The thing here is that any Tag can only have a single dash style in Sketchup and that style is either on or off. Instead of fixing that, the team decided that work should be done in Layout instead with overrides. Now that results in new possibilities, but a further splitting of the work that must be done between both apps.

I understand Eneroth concerns that in a collaborating workflow the presentation control should be held by the person working in Layout not the person working in Sketchup.

However that’s not true, in our office what we do is that we have the person working on presentations dealing with a model that imports the working models. That person creates the scenes and styles needed in that model and inserts it in Layout. So that person has a model that she controls, independently of the other models, and Layout viewports relate to that model.

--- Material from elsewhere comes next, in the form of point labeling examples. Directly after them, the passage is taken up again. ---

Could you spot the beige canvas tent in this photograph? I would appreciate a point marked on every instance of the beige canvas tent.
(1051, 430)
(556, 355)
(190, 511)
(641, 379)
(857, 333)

What we need in sketchup is powerful ways to present the model and export it into the multiple formats Sketchup allows. Layout should be used for drafting, annotation and CAD/Illustrator workflow. It’s Sketchup’s paperspace. A degree of fine tuning in Layout as what we have right now with turning on/off tags and tag line styles is only useful some times. I have not used any of these features since they came out as my old workflow is still more consistent and efficient than what can be done right now.

It still is cumbersome because of Layout speed and bad exports to DWG and I still can’t avoid stacking viewports. Until I can, and speed and DWG are fixed I see no real progress, though I can see that the team is worried about the right things.